I was referring to doing x*5 by left shift: x*5 = x*4+x = (x<<2)+x and
doing result/8 by right shift: result/8 = result>>3
so x*5/8 = ((x<<2)+x)>>3

This would need 32 bit to ensure no overflow, but a lot easier to the eyes.  Of course, the easiest to read is (x*5)/8.  Either way, understand the difference between (int) x*5/8 and (float) x*5/8, and understanding why/when error would occur would be good for the OP's coding skill development.

In my opinion, except in rare cases where every tick counts, I would take readability over the very hard to read codes you suggested:
if( x & 1 ) frac++;
out = x >> 1;
if( x & 4 ) frac++;
out += x >> 3;
out += frac>>1;
I hate to debug this; or (for whatever reason) have to to modify the factor from 5/8 to something else.  One of the method to increase reliability is to reduce complexity.  This is too complex in my book unless in the rare case where every tick counts.

Rick

[nuno]

if( x & 1 ) frac++;
out = x >> 1;
if( x & 4 ) frac++;
out += x >> 3;
out += frac>>1;

If you have headroom in the datatype's size, I guess you could just add 1/2 of the divisor to x at the start, that would be faster.

[miguelvp]

You are wasting your time, I put some shift multiply and divide algorithms and they were deemed tricks and shortcuts instead of math.
It's hard for decimal people to think what binary math is like and it's just voodoo to them.

I even explained how to work with floating point formats both float and double.

[IanB]

If you have headroom in the datatype's size, I guess you could just add 1/2 of the divisor to x at the start, that would be faster.

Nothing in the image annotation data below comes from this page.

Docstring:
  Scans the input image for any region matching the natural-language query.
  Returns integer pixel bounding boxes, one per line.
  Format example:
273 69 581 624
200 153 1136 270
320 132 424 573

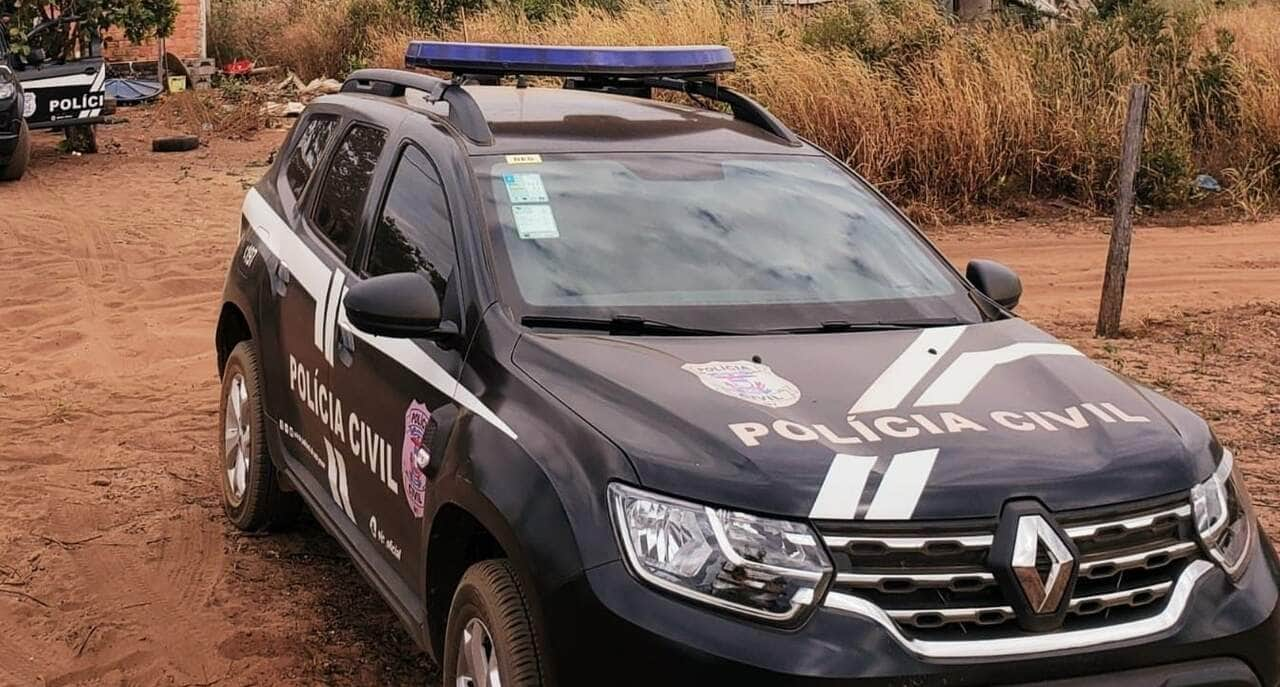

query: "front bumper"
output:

Having headroom in the data type's size is always going to be the easiest approach unless the hardware is horribly limited.

For instance, look again at multiplying 101 by 0.625. In binary we are multiplying 1100101 by 0.101.

If we normalize the fraction on the right we have 1.01, so we can multiply by 1.01 and divide by 10 later.

Multiplying by 1.01:

1100101 + 11001 = 1111110

Dividing the result by 10:

1111110 / 10 = 111111 (= 63 decimal).

Compare with the floating point exact result: 101 * 0.625 = 63.125

The overall summary of this thread is that careful use of fixed point arithmetic is nearly always going to perform better than floating point arithmetic on restricted hardware. (For instance, Honeywell process automation systems were designed long ago to do their control calculations using scaled 12 bit fixed point quantities.)